Per the census of 2012, the total population in the region was 157,747 with 150,353 Libyans. The average size of the households in the country was 6.9, while the average household size of non-Libyans was 3.7. There were totally 22,713 households in the district, with 20,907 Libyan ones. The population density of the district was 1.86 persons per km^{2}. Per the 2006 census, there were totally 35,830 economically active people in the district. There were 21,584 government employees, 4,153 employers, 10,565 first level workers and 000 second level workers. There were 8,788 workers in state administration, 4,345 in agriculture, animal husbandry and forestry, 4,576 in agriculture & hunting, 10,240 in education, 2,429 in private enterprises, 2,121 in health & social work, 2,795 in production, 9,494 in technical work and 203 service workers.
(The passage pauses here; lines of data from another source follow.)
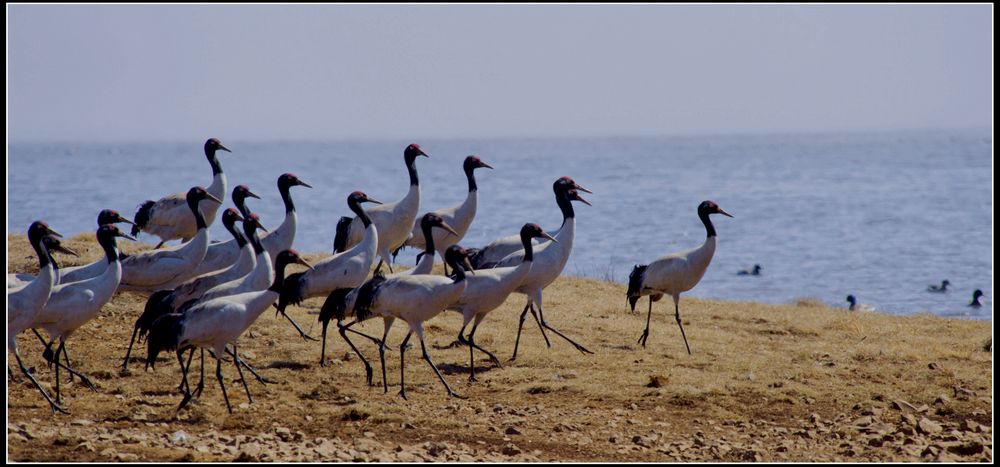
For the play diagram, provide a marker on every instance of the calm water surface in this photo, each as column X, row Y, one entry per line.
column 879, row 216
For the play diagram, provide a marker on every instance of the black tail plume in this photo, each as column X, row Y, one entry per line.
column 335, row 306
column 635, row 280
column 158, row 304
column 367, row 295
column 292, row 291
column 142, row 216
column 164, row 335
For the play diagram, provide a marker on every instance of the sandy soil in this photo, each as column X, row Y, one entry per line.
column 800, row 382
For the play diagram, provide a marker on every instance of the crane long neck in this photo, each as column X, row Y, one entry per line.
column 356, row 207
column 279, row 276
column 214, row 161
column 529, row 251
column 459, row 271
column 286, row 196
column 110, row 246
column 472, row 179
column 43, row 254
column 565, row 205
column 411, row 167
column 428, row 239
column 199, row 218
column 709, row 227
column 251, row 232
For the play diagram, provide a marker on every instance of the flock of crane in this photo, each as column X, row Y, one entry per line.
column 205, row 295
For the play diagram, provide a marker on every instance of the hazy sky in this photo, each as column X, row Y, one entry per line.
column 132, row 73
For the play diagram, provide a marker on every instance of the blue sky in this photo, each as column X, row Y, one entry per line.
column 276, row 72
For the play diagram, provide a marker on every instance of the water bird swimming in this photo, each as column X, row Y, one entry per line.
column 939, row 288
column 674, row 273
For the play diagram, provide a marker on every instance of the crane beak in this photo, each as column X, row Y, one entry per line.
column 447, row 227
column 66, row 250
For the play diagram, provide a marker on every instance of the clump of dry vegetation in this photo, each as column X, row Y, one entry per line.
column 799, row 382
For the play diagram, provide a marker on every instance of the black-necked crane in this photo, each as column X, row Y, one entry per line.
column 855, row 306
column 393, row 220
column 214, row 324
column 74, row 273
column 24, row 303
column 169, row 218
column 341, row 301
column 459, row 217
column 258, row 278
column 163, row 269
column 975, row 303
column 413, row 299
column 281, row 238
column 674, row 273
column 343, row 229
column 222, row 255
column 340, row 271
column 550, row 259
column 491, row 254
column 939, row 288
column 489, row 288
column 73, row 304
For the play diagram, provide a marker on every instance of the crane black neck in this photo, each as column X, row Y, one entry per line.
column 199, row 218
column 241, row 241
column 709, row 227
column 343, row 229
column 214, row 161
column 110, row 245
column 286, row 196
column 565, row 205
column 458, row 268
column 472, row 178
column 250, row 229
column 44, row 258
column 411, row 167
column 426, row 227
column 279, row 274
column 356, row 207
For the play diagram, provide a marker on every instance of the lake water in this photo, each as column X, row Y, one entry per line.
column 880, row 216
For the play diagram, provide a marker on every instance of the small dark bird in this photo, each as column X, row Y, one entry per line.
column 975, row 299
column 939, row 288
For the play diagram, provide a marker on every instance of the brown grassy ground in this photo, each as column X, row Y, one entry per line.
column 773, row 383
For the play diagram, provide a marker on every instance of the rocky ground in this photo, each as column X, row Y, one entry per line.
column 798, row 382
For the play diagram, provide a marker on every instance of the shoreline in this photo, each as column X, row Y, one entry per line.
column 774, row 383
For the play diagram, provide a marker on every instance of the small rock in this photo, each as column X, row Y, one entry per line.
column 511, row 450
column 927, row 426
column 179, row 437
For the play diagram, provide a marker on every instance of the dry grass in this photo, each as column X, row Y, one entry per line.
column 757, row 372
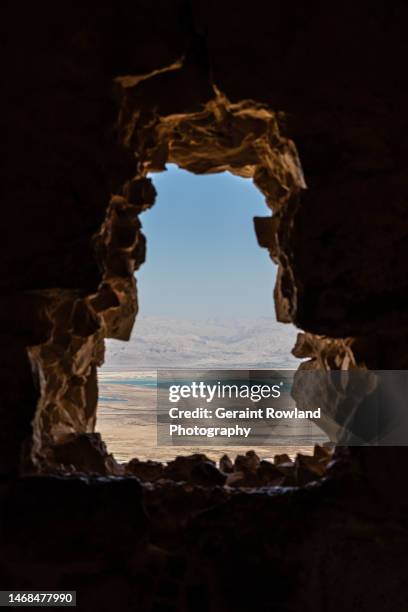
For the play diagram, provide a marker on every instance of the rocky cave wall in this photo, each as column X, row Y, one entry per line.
column 97, row 98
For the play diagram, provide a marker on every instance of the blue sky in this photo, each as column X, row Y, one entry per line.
column 203, row 259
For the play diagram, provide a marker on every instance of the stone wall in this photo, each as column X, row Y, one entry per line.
column 99, row 96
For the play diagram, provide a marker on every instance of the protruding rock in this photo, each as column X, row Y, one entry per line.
column 247, row 463
column 309, row 468
column 269, row 474
column 282, row 458
column 181, row 467
column 226, row 464
column 145, row 470
column 207, row 474
column 85, row 453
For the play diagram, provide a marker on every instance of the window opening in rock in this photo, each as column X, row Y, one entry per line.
column 205, row 300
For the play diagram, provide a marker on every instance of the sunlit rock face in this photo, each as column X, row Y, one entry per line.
column 308, row 102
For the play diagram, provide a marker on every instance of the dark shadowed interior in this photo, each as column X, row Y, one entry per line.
column 309, row 102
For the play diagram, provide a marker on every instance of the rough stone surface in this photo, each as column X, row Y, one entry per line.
column 309, row 102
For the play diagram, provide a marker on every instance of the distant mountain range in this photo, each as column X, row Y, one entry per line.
column 217, row 343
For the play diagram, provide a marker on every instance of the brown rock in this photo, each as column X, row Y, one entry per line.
column 226, row 464
column 309, row 468
column 145, row 470
column 207, row 474
column 247, row 463
column 86, row 453
column 269, row 474
column 283, row 458
column 181, row 467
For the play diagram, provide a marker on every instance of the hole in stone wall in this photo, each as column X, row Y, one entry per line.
column 205, row 299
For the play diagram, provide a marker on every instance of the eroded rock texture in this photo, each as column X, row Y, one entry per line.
column 100, row 96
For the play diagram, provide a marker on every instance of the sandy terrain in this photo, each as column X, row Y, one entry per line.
column 127, row 422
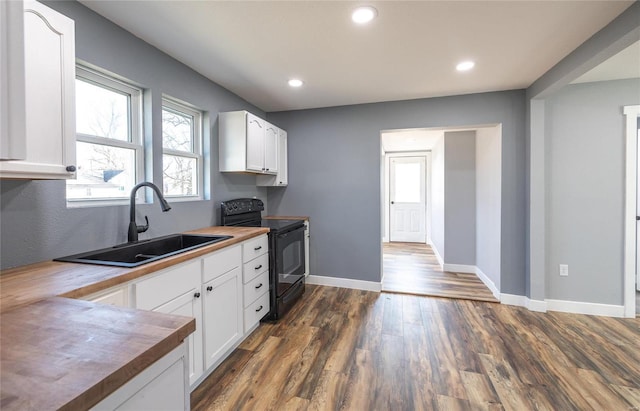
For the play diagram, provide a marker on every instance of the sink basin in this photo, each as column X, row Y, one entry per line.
column 145, row 251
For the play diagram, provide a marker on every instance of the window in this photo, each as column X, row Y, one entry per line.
column 109, row 147
column 181, row 149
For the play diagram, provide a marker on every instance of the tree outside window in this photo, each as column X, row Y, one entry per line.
column 181, row 142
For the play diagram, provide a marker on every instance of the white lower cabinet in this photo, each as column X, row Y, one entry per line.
column 222, row 315
column 255, row 279
column 227, row 292
column 162, row 386
column 177, row 291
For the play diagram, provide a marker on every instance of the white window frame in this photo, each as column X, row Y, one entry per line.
column 181, row 107
column 110, row 82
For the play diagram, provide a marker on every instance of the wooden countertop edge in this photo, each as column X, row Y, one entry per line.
column 120, row 275
column 20, row 277
column 278, row 217
column 124, row 374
The total enrollment in schools was 30,033 and the number of people above secondary stage and less than graduation was 1,884. As per the report from the World Health Organization (WHO), there were two communicable disease centres, two dental clinics, two general clinics, no in-patient clinics, two out-patient clinics, 20 pharmacies, 43 PHC centres, three rural clinics and zero specialized clinics.

==Administration==
In 2007, Nalut District was enlarged to include what had been the Ghadames District, while the eastern part of the former Nalut was moved to Jabal al Gharbi. Libya became independent in 1951 from the colonial empire and is generally known for its oil rich resources. As a part of decentralization in 2012, the country was administratively split into 13 regions from the original 25 municipalities, which were further divided into 1,500 communes. Local governmental institutions manage the administration of education, industry, and communities.